Religious building, Ravenna

Basilica Sant'Apollinare Nuovo: Attraction informations

Acknowledged as a UNESCO heritage site in 1996, the Basilica of Sant’Apollinare Nuovo is located in Via di Roma, a central street where you can find some important buildings of Ravenna, such as the MAR (Ravenna Art Museum) and the Palace of Theoderic.

This church was built under Arianism, the worship practised by Theoderic (493-526 AD) king of the Ostrogoths, who ordered its construction in 505 AD, only to be used by his court as a palatine church.

When the Byzantine empire came to power in the city, emperor Justinian converted all the places of worship to the Orthodox faith, and the church of Sant’Apollinare was no exception. In the mid-6th century the church was dedicated to Saint Martin of Tours, protector of the Catholic religion from the Arian heresy. According to the tradition, the church was called Sant’Apollinare only in the 9th century, when the remains of the current Ravenna’s patron saint Apollinaris were brought here from the harbour of Classe to prevent pirates attacks. In order to distinguish it from the already built church of the same name, the adjective “Nuovo” (new) was added.

The interior mosaic decorations

In the beautiful mosaic decorations of the interiors one can easily notice the passage from Arianism to Catholicism, where both worships are recognizable as well as the corresponding iconographic styles.

The cycle of mosaics of Sant’Apollinare Nuovo in Ravenna are made of three overlapping bands, which cover the walls of the central nave. The upper one is also the oldest one, as it dates back to Theoderic’s age. The scenes represented in the 26 frames are taken from the life of Christ and that’s why they didn’t change under Justinian’s empire; this allowed us to admire the biggest mosaic cycle of the New Testament till now.

The central band, the one showing Saints and Prophets on a golden background, belongs to the same age. The lowest one, nearest to the observer, originally showed the themes of the Arianism.
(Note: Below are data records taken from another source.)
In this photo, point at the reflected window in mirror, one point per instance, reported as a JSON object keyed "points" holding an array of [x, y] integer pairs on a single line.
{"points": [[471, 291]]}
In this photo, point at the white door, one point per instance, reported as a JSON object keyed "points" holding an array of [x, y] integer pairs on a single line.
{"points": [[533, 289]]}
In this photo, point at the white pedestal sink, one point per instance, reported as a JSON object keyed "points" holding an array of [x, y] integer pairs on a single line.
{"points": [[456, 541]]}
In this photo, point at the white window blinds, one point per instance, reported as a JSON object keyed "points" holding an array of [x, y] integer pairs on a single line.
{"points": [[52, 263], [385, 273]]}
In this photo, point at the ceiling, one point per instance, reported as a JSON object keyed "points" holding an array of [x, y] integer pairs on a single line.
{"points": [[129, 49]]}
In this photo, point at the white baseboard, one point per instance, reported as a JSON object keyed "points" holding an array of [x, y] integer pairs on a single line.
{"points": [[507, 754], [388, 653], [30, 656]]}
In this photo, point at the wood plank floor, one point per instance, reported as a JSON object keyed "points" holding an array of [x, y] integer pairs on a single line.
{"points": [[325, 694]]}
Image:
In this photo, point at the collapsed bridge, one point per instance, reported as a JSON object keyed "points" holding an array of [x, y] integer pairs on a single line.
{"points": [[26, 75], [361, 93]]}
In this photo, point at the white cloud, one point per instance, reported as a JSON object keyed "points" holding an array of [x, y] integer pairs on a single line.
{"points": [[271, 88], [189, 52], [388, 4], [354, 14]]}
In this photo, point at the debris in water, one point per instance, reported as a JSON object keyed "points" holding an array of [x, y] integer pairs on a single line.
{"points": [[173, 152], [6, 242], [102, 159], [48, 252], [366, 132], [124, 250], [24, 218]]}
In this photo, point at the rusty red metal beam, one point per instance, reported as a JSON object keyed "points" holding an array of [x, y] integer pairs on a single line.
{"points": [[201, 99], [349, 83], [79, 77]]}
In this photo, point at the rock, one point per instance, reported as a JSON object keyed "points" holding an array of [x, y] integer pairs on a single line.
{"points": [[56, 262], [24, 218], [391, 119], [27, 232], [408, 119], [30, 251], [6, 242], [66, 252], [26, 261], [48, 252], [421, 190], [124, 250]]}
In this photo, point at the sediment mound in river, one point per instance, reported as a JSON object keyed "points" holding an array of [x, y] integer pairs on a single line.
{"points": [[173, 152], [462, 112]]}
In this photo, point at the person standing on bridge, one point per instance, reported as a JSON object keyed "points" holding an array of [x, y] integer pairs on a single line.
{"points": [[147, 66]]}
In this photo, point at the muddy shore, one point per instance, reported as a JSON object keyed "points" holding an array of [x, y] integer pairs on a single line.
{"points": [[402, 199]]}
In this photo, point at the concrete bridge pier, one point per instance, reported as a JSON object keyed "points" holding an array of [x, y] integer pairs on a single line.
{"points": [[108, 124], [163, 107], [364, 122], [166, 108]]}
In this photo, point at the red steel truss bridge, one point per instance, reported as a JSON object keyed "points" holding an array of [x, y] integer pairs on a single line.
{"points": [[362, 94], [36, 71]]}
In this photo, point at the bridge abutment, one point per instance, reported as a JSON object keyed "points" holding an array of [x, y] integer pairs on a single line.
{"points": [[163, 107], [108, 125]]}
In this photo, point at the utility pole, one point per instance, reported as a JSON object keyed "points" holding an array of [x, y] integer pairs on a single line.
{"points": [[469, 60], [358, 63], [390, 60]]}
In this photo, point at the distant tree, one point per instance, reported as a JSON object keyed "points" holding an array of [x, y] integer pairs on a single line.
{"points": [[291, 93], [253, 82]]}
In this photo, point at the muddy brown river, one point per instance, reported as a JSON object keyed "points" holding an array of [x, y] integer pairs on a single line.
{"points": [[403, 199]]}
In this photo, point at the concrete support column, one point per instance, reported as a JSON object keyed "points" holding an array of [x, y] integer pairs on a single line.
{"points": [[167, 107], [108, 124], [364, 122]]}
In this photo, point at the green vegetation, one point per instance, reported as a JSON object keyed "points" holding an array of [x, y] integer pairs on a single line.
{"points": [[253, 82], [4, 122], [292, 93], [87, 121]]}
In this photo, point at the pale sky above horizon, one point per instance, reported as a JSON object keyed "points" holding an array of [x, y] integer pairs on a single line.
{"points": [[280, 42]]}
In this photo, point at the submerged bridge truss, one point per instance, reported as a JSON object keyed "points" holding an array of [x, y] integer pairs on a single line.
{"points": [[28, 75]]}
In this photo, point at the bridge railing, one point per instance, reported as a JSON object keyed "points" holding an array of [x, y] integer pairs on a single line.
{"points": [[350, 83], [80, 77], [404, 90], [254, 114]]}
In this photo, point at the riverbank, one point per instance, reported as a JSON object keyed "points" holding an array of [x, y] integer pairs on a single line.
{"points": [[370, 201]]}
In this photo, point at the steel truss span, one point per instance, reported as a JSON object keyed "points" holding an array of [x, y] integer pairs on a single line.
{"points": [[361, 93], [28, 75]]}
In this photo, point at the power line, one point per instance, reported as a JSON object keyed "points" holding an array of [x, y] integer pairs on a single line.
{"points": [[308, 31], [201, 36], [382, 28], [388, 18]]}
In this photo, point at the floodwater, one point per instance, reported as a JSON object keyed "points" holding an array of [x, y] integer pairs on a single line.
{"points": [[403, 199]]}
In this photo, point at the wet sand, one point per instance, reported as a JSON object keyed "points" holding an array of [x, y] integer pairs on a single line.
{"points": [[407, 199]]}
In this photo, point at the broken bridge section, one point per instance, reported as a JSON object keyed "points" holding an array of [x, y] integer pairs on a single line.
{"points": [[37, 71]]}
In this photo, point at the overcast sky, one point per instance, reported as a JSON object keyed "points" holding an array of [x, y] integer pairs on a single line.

Yet, these mosaic were subsequently erased by Bishop Agnello and replaced with a new mosaic decoration that could comply more with the Orthodox faith.
That’s why we now see the two processions of the Saint Martyrs and Saint Virgins with their precious dresses and repeated gestures; they face each other from one side of the nave to the other and wind towards the apse.

The only exception to the changes made by Agnello are the scenes showing the port of Classe,  the biggest of the Adriatic see at the time - and Theoderic’s Palatium, the most iconic images included in all the books about Byzantine art.
Observing the mosaics that show Theoderic’s building, for instance, one can easily notice some hands on the white columns: they probably belonged to the king and his dignitaries, slipped away during the removal of the traces of Arianism from the mosaic.

Once outside Sant’Apollinare Nuovo, we can finally observe the simple bricks facade, typical of Ravenna’s churches, preceded by a linear marble portico of the XVI century.